As we travel through life, we are constantly assessing our choices. Should you eat that salad, or opt for the burger? Should you marry your partner or seek greener pastures elsewhere? All of us do these assessments in both our personal and business lives. However, it may have never occurred to you in your moments of private introspection to consider: Do I need a database or a query engine?
Of course, query engine decisions may not be as impactful as marriage, but like marriage, you can live happily ever after or become committed to a relationship that won’t work in the long run. It’s a confusing landscape because often query engines are sold as databases. Databases appear to be significantly more costly than query engines while being more capable. And vendors tend to blur the line between query engines and databases. Without careful thought, you may find yourself married to the wrong solution with promises to deliver analytics that you cannot meet.

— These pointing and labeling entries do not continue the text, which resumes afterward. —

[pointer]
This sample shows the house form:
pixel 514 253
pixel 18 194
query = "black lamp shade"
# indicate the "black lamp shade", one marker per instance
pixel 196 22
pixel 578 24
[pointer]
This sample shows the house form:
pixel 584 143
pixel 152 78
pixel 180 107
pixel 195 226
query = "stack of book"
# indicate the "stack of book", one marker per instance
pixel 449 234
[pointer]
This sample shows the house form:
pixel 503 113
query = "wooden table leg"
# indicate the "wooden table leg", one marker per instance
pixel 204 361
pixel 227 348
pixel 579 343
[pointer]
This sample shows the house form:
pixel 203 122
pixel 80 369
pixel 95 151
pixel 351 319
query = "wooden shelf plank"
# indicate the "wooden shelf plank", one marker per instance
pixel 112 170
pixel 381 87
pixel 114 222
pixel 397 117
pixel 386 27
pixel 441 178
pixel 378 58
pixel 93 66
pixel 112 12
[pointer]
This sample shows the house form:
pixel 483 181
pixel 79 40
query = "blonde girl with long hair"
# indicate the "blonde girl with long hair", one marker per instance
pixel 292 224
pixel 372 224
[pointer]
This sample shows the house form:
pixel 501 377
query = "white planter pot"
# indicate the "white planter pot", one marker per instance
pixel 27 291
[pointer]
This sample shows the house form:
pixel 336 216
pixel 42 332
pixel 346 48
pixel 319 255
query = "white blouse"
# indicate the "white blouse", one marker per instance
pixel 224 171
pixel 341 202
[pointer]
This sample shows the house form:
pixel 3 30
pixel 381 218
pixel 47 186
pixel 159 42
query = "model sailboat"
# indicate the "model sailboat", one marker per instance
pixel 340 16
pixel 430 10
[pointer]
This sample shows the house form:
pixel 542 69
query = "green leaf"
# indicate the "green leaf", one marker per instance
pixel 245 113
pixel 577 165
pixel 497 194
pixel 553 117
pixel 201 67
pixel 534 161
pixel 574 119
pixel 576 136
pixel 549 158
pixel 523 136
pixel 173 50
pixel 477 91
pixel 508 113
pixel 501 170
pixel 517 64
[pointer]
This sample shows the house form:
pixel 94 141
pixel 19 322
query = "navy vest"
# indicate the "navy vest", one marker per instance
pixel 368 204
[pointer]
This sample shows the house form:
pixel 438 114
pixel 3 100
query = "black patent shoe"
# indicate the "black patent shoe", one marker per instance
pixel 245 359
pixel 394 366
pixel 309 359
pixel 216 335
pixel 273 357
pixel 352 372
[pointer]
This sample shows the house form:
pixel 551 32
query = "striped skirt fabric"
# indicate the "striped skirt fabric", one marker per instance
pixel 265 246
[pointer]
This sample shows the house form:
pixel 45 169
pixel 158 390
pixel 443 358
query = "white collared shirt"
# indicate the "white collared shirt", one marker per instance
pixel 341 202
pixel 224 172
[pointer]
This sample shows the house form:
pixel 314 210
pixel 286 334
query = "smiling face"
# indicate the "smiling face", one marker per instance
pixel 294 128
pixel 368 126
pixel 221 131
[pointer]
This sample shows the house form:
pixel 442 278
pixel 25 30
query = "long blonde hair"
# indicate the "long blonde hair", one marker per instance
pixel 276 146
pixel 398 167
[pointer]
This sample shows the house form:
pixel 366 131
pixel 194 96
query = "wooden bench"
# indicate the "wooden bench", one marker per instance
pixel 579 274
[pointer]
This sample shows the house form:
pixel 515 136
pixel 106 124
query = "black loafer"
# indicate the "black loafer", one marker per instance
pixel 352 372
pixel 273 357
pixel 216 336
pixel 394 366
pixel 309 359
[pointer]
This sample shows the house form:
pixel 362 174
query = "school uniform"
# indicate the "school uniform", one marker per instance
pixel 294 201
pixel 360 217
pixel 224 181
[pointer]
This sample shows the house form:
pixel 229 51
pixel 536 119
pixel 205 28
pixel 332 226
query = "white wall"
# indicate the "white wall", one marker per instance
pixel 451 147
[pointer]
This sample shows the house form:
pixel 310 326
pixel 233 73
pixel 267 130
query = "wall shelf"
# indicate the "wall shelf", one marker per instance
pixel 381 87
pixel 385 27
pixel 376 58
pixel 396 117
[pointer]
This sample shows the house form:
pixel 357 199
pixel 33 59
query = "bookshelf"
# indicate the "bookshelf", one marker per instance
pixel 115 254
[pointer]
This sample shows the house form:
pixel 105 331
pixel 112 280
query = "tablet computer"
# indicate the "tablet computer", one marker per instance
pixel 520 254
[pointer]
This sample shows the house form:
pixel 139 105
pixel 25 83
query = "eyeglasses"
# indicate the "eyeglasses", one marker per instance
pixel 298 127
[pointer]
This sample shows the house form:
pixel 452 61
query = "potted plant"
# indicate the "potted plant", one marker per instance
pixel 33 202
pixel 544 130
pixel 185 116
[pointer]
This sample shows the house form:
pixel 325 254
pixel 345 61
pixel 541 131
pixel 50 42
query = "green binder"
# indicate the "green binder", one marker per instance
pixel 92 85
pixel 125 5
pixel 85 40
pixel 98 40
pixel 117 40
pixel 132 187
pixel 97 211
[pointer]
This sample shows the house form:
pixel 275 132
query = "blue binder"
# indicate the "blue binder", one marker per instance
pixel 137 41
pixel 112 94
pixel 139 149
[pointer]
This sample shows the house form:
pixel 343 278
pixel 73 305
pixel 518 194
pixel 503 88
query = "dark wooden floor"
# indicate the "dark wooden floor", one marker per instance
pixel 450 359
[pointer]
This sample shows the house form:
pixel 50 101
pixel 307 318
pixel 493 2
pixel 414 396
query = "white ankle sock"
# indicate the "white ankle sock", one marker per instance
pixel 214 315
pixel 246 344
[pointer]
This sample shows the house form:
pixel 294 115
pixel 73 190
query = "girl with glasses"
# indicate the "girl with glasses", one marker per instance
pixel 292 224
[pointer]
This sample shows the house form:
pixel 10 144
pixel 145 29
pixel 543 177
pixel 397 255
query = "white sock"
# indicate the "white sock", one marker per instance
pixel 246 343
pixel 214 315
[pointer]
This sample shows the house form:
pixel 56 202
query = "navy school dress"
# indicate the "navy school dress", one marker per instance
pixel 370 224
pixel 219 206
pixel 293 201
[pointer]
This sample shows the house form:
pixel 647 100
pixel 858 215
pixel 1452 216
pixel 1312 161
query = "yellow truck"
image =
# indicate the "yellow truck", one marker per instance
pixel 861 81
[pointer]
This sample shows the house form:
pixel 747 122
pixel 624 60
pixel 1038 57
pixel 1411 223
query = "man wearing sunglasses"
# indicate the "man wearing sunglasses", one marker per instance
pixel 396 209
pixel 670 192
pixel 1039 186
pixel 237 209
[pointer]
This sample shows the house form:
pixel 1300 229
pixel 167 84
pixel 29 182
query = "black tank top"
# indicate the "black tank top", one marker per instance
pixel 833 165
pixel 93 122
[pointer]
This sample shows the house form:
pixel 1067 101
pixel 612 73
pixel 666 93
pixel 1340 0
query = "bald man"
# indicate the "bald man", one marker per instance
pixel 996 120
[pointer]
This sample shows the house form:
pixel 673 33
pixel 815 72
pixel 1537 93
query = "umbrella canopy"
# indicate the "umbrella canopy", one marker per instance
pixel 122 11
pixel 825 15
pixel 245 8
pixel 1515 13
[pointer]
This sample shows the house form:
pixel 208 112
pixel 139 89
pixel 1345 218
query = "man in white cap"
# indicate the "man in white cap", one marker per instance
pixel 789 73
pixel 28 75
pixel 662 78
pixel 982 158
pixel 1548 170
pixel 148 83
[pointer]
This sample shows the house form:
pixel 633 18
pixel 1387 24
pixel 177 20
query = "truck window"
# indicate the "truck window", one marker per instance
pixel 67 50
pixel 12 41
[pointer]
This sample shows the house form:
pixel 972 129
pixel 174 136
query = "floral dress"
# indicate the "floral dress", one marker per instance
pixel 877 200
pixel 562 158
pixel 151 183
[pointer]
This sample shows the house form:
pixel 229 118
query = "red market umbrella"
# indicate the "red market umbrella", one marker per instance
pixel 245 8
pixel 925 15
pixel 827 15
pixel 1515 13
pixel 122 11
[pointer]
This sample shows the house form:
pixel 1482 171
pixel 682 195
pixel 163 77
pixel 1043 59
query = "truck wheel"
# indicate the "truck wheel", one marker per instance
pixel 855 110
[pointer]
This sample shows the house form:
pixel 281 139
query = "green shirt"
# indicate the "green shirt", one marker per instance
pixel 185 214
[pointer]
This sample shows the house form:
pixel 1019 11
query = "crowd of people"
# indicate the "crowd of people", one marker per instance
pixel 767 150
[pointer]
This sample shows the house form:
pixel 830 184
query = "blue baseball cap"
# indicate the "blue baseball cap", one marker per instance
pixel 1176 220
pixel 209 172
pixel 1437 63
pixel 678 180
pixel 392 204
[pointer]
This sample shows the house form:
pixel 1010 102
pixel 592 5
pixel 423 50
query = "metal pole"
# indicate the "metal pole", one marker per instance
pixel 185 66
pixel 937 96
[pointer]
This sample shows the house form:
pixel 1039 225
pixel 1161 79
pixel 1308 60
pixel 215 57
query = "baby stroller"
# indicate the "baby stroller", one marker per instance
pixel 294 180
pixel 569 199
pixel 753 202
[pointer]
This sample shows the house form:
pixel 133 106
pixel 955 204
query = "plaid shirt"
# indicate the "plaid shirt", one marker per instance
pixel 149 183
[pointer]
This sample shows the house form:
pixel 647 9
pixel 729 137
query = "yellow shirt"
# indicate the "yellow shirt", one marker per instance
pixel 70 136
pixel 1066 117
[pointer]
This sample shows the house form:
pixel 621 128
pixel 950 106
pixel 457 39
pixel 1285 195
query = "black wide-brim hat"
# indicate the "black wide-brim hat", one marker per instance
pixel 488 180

Exploring the DifferencesWhat makes a database? A database is a place where you can load and store data in the most optimal way for my queries. You move data into a database because of the optimizations and because someone is holding your team to a service level agreement on the amount of data stored, how fast questions are answered and how many concurrent users are asking their questions about the data. In a database, you might need ACID compliance; if you ask for a change, you want to be reasonable sure the change happens even if a hardware error or other random error occurs. Vertica is a database, as are other solutions like MySQL, Oracle, Microsoft SQL and many others.

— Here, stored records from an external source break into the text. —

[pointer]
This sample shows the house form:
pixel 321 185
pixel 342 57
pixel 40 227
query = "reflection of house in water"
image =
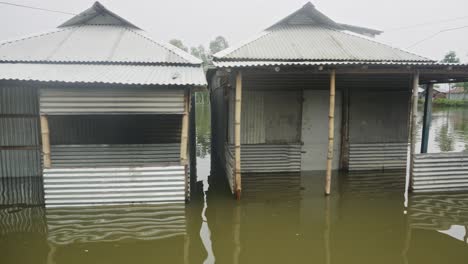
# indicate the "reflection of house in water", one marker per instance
pixel 439 223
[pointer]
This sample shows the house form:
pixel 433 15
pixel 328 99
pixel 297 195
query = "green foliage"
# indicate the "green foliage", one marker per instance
pixel 178 43
pixel 451 57
pixel 218 44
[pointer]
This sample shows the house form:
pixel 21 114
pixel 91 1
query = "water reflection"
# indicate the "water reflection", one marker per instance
pixel 449 129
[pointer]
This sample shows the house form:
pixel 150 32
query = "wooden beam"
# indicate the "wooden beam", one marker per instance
pixel 427 118
pixel 414 117
pixel 331 131
pixel 237 136
pixel 45 142
pixel 184 132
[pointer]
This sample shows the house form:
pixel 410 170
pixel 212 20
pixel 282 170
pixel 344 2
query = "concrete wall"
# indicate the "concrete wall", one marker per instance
pixel 378 116
pixel 315 129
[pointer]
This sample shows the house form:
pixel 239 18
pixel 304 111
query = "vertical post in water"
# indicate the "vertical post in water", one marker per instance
pixel 331 131
pixel 184 132
pixel 45 135
pixel 237 136
pixel 414 116
pixel 427 118
pixel 184 141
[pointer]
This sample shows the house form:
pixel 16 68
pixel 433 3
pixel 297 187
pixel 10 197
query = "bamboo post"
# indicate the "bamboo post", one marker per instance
pixel 414 117
pixel 184 132
pixel 331 131
pixel 427 118
pixel 237 136
pixel 45 141
pixel 184 141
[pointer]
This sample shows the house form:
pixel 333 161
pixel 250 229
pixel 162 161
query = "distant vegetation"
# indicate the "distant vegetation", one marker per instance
pixel 206 55
pixel 449 103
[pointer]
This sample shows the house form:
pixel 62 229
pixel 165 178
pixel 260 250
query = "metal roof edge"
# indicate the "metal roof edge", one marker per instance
pixel 90 13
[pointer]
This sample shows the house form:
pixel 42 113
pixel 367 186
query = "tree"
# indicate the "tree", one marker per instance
pixel 218 44
pixel 450 57
pixel 178 43
pixel 200 53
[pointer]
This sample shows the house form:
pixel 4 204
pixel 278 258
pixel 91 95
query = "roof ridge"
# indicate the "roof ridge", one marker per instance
pixel 380 43
pixel 182 54
pixel 34 35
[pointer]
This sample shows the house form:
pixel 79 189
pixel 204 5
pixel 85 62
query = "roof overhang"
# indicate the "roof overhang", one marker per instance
pixel 430 72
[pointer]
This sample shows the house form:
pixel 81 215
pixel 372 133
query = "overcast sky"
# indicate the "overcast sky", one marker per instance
pixel 198 21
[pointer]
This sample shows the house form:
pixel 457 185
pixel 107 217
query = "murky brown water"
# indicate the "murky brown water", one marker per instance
pixel 285 220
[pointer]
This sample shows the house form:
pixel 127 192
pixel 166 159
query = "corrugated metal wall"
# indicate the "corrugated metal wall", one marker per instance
pixel 116 223
pixel 98 100
pixel 115 129
pixel 270 158
pixel 126 185
pixel 375 156
pixel 20 158
pixel 82 156
pixel 436 172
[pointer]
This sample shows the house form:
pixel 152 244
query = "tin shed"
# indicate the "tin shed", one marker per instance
pixel 309 93
pixel 106 105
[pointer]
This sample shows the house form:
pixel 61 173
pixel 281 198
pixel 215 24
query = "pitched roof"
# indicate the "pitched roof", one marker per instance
pixel 94 36
pixel 309 35
pixel 98 46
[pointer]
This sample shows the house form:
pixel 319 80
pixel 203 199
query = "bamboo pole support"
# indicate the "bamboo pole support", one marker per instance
pixel 414 117
pixel 237 136
pixel 45 141
pixel 331 132
pixel 184 132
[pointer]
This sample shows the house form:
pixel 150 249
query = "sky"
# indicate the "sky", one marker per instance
pixel 197 22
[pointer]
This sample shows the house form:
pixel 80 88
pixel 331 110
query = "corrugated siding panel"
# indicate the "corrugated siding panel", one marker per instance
pixel 375 156
pixel 19 127
pixel 21 190
pixel 19 131
pixel 20 163
pixel 114 129
pixel 253 120
pixel 440 172
pixel 16 99
pixel 56 101
pixel 70 156
pixel 272 186
pixel 111 74
pixel 270 158
pixel 230 166
pixel 126 185
pixel 116 223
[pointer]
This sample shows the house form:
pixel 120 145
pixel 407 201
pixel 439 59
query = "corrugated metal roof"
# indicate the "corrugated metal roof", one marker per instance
pixel 314 43
pixel 259 63
pixel 91 73
pixel 98 46
pixel 93 44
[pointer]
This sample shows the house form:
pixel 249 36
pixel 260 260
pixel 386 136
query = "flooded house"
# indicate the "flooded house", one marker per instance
pixel 309 93
pixel 97 111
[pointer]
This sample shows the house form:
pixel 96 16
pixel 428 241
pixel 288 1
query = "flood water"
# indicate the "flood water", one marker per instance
pixel 286 219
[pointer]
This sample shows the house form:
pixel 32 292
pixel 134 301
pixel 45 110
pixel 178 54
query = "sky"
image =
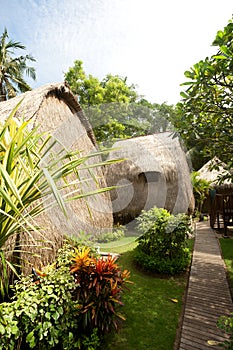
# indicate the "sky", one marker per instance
pixel 150 42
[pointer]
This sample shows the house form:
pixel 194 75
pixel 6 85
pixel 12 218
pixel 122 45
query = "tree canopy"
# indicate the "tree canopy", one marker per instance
pixel 12 68
pixel 114 108
pixel 205 113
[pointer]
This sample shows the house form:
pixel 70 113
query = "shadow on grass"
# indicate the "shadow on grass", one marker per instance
pixel 152 309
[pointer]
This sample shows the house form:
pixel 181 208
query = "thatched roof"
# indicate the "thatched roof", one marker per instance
pixel 210 173
pixel 155 173
pixel 32 102
pixel 54 109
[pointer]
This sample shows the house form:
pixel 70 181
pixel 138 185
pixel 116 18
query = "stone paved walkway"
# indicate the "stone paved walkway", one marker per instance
pixel 208 295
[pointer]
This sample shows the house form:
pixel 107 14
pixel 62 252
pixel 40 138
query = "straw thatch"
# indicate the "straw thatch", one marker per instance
pixel 54 109
pixel 155 172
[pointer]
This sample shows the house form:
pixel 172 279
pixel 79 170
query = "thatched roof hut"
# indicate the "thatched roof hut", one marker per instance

On the other hand, a query engine is a piece of software that you can bring to the data to query it. In this case, you don’t really want to move the data. Maybe the data is too big and will take too long to move. Instead, you’d like to bring a query engine directly to the nodes or cloud that’s holding it and use the resources in place. In querying the data with a query engine, you are less concerned about optimizations and more interested seeing what’s possible. You may want to explore the data that is outside the constraints of service level agreements. Since some other process is probably writing the data, things like ACID compliance are less important. Vertica for SQL on Hadoop is a query engine as are solutions like Apache Drill, Cloudera Impala and even Apache Spark.
Use Case DifferencesYou need a query engine when you have a lot of data stored and need to bring analytics to it. Companies will frequently store data in Amazon S3 or Hadoop without knowing the value of much of it. They may peel off portions of the data to their database, usually a data warehouse, to perform analytics. You can also point multiple query engines at the data, but the engines won’t necessarily run in isolation, nor will you automatically have workload management that can handle fast running queries and long running queries without bumping into each other.
You need a database when your database needs a new home that can deliver compliance with standards for SQL, ACID compliance and where backup and restore are part of the system. A database provides advanced methods for optimization, so if you need faster analytics. Most importantly, you store data in a database when you’re expecting it to meet service level agreements on analytics. In other words, if you have to run x number of reports in x number of minutes, it’s a database that will get you there.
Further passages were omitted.